Lecture 12: First-class Functions
1 First-class Functions
2 Reminder:   How are functions currently compiled?
3 The value of a function — Attempt #1
3.1 Passing in functions
3.2 Using function arguments
3.3 Victory!
4 The measure of a function — Attempt #2
5 A function by any other name — Attempt #3
5.1 Compiling make_  closure and function calls
6 Recursion
7 Avoiding Performance Degradation
8.10

Lecture 12: First-class Functions

1 First-class Functions

In Lecture 8: Local Function Definitions and Tail Calls and Lecture 9: Global Function Definitions and Non-tail Calls, we introduced the ability for our programs to define functions that we could then call in other expressions in our program. Our programs included local function definitions, which can capture . This notion of a program was far more flexible than we had before, and lets us define many computations we simply could not previously. But one aspect was distinctly unsatisfying: functions are second-class entities in our language, they had their own separate namespace and and can’t be used the same way as other values in our programs.

We know from other courses, and possibly even from using features like iterators in Rust in this course, that higher-order functions — functions whose arguments can be functions — are very useful notions to have. Let’s consider the most trivial higher-order program:

def applyToFive(it):
  it(5)
in

def incr(x):
  x + 1
in

applyToFive(incr)

Do Now!

What errors currently get reported for this program?

Because it is a parameter to the first function, our compiler will complain that it is not defined as a function, when used as such on line 2. Additionally, because incr is defined as a function, our compiler will complain that it can’t be used as a parameter on the last line. We’d like to be able to support this program, though, and others more sophisticated. Doing so will bring in a number of challenges, whose solutions are detailed and all affect each other. Let’s build up to those programs, incrementally.

2 Reminder: How are functions currently compiled?

Let’s simplify away the higher-order parts of the program above, and look just at a basic function definition. The following program:

def incr(x):
  x + 1
end

incr(5)

is compiled to something like1ignoring tag checking and tail call elimination:

incr:
  mov RAX, [RSP - 8] ;; get param
  add RAX, 2         ;; add (encoded) 1 to it
  ret                ;; exit

start_here:
  mov [RSP - 16], 10  ;; pass 5 as an argument
  call incr           ;; call function

  ret                 ;; exit

This compilation is a pretty straightforward translation of the code we have.
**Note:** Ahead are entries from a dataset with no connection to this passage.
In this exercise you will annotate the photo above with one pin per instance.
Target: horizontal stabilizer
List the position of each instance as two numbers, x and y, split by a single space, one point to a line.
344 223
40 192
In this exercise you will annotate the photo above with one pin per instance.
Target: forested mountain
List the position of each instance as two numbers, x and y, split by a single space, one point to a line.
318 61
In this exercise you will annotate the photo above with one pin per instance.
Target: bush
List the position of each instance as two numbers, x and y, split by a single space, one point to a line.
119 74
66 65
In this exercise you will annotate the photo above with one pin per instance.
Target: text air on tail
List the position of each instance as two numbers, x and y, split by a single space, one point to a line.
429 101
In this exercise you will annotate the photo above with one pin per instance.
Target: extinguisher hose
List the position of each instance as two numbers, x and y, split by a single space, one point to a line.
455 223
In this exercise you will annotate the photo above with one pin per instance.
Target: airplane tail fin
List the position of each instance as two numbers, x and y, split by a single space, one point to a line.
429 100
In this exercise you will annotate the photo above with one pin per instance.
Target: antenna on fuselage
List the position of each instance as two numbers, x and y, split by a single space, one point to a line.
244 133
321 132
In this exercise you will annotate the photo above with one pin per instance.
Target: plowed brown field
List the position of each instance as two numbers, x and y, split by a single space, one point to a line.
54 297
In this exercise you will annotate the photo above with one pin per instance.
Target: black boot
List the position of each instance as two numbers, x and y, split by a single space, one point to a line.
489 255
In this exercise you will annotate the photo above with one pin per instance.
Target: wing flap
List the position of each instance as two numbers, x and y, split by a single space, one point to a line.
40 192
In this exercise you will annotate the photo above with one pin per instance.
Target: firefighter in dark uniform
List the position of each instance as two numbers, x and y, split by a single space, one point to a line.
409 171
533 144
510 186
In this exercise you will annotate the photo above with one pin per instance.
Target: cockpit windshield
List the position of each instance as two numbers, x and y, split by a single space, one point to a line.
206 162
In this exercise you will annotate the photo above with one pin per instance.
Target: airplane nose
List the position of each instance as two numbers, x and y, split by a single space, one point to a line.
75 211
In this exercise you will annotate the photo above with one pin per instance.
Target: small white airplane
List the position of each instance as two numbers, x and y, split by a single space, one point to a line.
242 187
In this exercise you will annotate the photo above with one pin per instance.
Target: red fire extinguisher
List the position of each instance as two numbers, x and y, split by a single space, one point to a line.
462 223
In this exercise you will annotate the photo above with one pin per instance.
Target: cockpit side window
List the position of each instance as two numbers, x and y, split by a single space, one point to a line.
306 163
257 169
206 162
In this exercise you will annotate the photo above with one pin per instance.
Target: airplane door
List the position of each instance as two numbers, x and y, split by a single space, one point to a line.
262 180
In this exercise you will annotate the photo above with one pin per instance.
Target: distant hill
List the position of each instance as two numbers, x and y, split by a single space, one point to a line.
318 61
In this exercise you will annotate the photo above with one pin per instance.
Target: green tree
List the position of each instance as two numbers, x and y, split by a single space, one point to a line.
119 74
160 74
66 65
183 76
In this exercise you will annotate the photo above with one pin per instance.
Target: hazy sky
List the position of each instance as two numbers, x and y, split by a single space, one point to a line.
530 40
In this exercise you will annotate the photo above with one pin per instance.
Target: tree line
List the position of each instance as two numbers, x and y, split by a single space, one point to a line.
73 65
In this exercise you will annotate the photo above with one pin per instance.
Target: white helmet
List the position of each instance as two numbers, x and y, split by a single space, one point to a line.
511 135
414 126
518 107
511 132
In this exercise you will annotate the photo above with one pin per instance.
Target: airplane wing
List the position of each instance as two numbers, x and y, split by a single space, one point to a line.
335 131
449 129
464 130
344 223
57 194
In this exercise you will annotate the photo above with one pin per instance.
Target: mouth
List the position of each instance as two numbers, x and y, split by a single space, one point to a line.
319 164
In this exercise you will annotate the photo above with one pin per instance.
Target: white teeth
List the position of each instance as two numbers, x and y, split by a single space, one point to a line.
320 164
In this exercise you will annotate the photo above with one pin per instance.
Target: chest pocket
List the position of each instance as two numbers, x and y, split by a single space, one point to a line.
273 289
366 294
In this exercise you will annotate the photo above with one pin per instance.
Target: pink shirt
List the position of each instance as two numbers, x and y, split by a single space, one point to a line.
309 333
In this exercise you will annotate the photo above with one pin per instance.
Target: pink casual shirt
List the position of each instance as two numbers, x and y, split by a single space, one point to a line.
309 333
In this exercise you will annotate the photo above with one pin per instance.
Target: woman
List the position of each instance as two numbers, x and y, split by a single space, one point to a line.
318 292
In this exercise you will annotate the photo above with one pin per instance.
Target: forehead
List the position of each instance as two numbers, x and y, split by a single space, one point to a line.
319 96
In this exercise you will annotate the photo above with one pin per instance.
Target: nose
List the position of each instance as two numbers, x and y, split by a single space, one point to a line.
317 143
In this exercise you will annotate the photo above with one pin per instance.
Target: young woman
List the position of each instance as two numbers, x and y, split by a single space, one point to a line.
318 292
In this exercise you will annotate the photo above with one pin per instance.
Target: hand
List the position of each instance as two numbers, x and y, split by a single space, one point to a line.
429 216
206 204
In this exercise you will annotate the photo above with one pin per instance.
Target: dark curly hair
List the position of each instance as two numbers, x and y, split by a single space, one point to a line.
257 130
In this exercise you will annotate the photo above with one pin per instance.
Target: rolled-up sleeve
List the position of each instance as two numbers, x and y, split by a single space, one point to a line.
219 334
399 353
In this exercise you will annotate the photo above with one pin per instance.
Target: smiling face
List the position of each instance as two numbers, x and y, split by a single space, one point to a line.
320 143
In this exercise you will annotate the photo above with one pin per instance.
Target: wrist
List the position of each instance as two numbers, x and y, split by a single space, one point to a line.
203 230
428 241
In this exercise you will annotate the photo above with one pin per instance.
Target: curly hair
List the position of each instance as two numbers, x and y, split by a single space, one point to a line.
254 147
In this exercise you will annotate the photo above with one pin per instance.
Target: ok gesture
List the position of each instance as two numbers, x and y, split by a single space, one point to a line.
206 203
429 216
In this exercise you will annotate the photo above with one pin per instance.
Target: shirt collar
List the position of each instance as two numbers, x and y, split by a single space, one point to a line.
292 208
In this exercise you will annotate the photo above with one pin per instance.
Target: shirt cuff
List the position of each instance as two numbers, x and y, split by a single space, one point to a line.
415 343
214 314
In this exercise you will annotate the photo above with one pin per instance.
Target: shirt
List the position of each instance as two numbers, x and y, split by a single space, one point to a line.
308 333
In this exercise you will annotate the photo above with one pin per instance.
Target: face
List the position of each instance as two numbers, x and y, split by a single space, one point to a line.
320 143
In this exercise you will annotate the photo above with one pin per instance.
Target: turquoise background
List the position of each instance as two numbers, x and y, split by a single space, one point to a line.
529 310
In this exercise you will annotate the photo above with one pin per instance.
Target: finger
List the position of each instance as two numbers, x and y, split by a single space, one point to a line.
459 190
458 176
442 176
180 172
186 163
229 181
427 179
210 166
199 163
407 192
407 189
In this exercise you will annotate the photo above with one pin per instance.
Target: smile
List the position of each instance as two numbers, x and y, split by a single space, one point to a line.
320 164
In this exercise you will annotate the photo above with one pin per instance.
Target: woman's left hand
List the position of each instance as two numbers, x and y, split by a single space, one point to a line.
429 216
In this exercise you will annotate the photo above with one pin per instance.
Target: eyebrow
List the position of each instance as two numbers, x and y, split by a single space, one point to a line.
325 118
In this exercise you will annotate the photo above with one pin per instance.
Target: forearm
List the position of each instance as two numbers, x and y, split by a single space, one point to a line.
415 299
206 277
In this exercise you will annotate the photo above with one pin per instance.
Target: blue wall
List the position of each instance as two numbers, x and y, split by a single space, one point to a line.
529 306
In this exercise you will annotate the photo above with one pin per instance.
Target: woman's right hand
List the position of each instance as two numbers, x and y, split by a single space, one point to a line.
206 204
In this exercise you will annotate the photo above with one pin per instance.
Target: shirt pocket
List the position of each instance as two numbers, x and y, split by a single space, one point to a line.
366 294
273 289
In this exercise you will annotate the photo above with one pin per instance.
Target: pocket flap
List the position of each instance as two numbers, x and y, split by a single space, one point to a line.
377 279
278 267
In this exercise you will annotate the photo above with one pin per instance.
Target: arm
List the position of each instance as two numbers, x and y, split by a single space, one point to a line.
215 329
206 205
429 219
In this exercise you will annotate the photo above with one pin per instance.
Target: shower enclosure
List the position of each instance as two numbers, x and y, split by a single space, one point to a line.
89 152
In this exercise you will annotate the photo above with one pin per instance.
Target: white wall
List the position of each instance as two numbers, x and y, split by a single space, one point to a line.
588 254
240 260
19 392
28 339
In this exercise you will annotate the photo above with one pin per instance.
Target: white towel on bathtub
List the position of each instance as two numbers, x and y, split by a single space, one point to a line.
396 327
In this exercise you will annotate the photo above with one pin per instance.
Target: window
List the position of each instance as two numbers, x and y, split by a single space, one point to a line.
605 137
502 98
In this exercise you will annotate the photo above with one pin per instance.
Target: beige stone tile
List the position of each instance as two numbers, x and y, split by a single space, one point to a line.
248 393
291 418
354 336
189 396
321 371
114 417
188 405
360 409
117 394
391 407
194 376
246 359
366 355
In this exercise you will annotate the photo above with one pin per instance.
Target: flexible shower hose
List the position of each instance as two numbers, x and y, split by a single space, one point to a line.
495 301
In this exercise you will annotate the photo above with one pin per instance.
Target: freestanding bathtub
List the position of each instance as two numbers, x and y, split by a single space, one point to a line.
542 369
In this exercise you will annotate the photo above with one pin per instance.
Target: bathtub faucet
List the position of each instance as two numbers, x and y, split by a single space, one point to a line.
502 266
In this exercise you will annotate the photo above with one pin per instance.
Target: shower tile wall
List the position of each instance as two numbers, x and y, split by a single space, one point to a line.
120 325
What can we do to start supporting higher-order functions?

3 The value of a function — Attempt #1

3.1 Passing in functions

Going back to the original motivating example, the first problem we encounter is seen in the first and last lines of code.

def applyToFive(it):
  it(5)
in

def incr(x):
  x + 1
in

applyToFive(incr)

Functions receive values as their parameters, and function calls push values onto the stack. So in order to “pass a function in” to another function, we need to answer the question, what is the value of a function? In the assembly above, what could possibly be a candidate for the value of the incr function?

A function, as a standalone entity, seems to just be the code that comprises its compiled body. We can’t conveniently talk about the entire chunk of code, though, but we don’t actually need to. We really only need to know the “entrance” to the function: if we can jump there, then the rest of the function will execute in order, automatically. So one prime candidate for “the value of a function” is the address of its first instruction. Annoyingly, we don’t know that address explicitly, but fortunately, the assembler helps us here: we can just use the initial label of the function, whose name we certainly do know. This is basically what in C/C++ we would call a function pointer.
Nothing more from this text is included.